In a related development, U.S. Senator Frank Lautenberg asked U.S. Education Secretary Arne Duncan to look into Christie's proposed restructuring of Rutgers-Camden and Rowan, The Philadelphia Inquirer reported. Lautenberg's letter expressed concern that the plan was "crafted to benefit powerful political interests without regard for the impact on students."
The trustees of the University of Massachusetts on Monday selected Kumble R. Subbaswamy, provost of the University of Kentucky, as chancellor of the system's flagship campus in Amherst, which will have had four chancellors in a decade. The reign of the current chancellor, Robert C. Holub, went off the rails last spring when word leaked that a UMass panel had recommended that his contract not be renewed. Subbaswamy, a physicist, has been provost at Kentucky since 2006, and previously served as a dean at Indiana University at Bloomington and the University of Miami. (Note: This item has been updated from an earlier version to correct Subbaswamy's academic discipline.)
The National University of Singapore has revoked the scholarship of and imposed other punishments on a Chinese student who posted online comments saying that Singaporeans were "more dogs than humans," Asia One reported. The comment infuriated many in Singapore. The student -- who has apologized -- must pay a fine of $3,000 and do three months of community service to be eligible to graduate.
When Datatel and SunGard Higher Education merged last year, the two companies said that the combined venture would have a new name, but one wasn't ready. So the merged company has been called Datatel + SGHE. On Monday, the entity announced a new name: Ellucian. Michelle Reed, chief marketing officer, said in a statement that "Ellucian evokes the clarity and light that learning brings to life, aspects that we aspire to share in our relationships with institutions of higher, further and vocational education around the world."

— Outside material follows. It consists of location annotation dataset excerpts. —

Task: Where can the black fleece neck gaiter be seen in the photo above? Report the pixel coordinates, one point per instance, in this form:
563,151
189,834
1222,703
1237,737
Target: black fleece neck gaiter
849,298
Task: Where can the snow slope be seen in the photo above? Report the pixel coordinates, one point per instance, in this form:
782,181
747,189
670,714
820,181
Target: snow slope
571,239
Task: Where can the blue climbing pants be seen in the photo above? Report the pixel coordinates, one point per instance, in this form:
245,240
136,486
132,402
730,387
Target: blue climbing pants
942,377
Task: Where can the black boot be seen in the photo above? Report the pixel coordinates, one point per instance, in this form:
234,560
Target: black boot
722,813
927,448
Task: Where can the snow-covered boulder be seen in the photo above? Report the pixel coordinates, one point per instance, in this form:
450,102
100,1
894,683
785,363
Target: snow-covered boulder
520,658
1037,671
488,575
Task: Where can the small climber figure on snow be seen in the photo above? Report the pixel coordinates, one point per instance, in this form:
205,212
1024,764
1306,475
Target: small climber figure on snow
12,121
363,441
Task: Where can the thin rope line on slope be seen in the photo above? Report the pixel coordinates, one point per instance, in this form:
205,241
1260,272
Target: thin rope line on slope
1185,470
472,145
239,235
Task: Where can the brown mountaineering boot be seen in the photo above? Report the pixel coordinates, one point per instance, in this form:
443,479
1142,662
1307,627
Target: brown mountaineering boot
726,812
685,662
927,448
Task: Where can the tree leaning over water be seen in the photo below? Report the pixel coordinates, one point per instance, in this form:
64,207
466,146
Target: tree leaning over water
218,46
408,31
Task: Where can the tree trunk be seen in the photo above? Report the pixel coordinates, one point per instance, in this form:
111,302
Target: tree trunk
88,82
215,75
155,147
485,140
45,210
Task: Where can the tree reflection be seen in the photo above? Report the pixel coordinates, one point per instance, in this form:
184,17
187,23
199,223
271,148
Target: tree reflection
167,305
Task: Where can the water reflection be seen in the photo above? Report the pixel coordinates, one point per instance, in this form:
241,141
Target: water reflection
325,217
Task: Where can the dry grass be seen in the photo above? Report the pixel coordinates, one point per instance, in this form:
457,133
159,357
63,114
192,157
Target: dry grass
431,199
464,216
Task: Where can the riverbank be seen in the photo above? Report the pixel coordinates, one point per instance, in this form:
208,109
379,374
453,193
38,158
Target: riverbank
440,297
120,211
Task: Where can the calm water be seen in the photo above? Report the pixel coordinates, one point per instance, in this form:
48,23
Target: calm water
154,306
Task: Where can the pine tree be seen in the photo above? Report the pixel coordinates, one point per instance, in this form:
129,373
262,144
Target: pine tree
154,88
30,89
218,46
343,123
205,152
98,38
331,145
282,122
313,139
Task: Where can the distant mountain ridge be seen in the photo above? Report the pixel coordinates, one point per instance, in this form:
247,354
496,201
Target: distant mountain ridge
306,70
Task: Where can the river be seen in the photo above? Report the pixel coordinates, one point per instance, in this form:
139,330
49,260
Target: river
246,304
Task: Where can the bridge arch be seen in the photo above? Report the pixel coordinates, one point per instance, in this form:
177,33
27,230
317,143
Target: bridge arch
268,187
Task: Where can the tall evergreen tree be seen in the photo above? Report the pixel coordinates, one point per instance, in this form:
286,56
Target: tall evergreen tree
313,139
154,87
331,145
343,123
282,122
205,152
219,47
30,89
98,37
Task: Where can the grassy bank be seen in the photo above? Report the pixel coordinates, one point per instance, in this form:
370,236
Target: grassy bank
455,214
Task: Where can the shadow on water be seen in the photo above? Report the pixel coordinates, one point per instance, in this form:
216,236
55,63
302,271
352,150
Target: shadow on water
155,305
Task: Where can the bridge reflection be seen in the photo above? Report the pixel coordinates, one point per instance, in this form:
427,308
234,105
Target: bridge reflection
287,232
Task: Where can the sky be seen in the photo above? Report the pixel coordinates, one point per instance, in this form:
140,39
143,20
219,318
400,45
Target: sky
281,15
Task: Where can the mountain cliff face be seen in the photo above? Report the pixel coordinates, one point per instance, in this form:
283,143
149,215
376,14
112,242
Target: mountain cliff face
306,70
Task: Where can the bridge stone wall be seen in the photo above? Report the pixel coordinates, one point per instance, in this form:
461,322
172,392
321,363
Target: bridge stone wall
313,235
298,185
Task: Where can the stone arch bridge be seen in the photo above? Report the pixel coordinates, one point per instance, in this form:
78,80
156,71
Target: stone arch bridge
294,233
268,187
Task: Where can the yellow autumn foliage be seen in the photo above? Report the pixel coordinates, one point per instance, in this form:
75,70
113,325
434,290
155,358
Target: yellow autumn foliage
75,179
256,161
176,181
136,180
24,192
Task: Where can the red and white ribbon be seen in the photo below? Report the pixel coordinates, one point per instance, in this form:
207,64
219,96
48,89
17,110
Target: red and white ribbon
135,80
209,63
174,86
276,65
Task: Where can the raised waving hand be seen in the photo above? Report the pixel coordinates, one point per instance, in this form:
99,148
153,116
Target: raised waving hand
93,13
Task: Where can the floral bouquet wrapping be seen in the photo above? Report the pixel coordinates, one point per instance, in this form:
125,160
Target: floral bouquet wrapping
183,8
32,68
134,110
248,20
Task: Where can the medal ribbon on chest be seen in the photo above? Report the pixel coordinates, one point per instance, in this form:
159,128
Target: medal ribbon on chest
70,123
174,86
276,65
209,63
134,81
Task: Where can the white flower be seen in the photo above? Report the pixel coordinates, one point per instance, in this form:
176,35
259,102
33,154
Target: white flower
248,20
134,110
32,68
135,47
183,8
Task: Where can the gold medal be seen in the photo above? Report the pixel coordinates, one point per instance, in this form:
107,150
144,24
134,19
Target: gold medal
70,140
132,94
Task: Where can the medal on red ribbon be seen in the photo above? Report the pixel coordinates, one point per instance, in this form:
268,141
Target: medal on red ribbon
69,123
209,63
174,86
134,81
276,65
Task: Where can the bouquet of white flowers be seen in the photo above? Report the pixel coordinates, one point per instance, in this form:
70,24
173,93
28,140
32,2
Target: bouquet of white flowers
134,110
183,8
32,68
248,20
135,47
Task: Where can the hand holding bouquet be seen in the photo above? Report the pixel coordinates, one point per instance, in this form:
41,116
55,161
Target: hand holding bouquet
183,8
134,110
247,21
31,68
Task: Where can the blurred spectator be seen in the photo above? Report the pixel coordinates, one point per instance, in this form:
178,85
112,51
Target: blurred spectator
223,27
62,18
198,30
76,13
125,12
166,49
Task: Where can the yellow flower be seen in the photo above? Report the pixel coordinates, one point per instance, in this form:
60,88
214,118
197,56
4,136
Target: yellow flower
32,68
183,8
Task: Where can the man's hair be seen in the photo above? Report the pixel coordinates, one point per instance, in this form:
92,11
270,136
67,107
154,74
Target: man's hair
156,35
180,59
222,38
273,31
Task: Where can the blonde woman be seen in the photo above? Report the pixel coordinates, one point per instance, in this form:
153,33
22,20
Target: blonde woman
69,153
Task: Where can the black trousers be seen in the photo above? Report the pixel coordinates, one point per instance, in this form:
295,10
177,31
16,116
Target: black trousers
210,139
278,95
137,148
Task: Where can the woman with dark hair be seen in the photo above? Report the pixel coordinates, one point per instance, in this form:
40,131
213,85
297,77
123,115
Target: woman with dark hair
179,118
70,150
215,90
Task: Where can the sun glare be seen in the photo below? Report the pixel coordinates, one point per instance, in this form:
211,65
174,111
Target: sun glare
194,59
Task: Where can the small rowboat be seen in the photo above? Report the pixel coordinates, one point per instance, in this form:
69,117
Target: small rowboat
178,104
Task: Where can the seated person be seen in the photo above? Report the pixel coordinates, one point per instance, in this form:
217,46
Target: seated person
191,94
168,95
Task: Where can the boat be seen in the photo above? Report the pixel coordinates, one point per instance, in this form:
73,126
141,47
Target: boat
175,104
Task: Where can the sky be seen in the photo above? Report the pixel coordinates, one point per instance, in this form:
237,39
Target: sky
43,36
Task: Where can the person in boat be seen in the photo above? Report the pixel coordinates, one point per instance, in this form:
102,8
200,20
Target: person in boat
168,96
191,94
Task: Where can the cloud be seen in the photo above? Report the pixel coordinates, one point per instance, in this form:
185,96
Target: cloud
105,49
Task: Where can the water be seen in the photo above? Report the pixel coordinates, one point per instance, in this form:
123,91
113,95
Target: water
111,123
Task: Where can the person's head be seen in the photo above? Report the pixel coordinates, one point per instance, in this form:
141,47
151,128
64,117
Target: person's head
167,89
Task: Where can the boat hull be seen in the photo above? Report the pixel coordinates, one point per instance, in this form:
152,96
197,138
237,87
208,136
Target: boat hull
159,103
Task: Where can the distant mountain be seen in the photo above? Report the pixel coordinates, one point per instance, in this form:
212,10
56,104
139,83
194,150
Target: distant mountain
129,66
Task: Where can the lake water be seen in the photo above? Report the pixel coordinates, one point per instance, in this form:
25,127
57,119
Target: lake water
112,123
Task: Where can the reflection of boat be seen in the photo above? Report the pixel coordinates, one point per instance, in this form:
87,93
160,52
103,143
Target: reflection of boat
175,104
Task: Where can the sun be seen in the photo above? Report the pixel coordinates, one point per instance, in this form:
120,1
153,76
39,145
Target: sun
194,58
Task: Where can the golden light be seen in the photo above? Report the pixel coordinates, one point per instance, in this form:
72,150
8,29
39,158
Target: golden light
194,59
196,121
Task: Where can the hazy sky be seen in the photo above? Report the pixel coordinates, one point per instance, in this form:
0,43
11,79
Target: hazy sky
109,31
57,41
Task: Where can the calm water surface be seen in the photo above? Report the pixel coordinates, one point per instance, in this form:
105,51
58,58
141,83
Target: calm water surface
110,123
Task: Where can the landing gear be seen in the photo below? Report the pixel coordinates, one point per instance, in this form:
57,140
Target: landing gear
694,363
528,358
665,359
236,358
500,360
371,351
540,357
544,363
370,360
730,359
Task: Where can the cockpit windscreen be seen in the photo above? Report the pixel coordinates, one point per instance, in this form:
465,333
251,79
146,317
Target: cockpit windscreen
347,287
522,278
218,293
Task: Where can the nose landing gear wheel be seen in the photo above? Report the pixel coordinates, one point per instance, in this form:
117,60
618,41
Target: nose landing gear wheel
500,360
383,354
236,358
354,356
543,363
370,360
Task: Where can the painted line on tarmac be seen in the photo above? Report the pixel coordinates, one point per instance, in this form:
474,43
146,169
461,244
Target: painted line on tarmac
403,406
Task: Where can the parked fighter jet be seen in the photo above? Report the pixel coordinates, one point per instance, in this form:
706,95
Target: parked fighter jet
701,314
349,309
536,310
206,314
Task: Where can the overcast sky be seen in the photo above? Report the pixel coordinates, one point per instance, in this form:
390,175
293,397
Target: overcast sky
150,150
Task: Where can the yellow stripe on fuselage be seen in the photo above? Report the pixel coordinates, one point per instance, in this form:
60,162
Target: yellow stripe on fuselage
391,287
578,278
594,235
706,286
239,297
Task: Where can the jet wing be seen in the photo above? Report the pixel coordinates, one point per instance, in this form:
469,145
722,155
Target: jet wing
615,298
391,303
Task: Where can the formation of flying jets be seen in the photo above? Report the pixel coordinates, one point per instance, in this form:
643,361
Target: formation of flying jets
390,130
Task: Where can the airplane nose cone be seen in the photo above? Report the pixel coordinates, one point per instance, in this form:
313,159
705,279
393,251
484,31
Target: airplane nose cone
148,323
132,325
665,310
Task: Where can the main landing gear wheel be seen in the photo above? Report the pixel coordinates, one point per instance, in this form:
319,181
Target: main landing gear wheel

University of Minnesota graduate student workers have voted against unionization, The Star-Tribune reported. About 62 percent of graduate assistants opposed forming a union, according to results announced Monday, with two-thirds of 4,400 eligible students voting. This was the fourth failed attempt since 1990 to unionize graduate workers. University administrators said they were pleased with the results.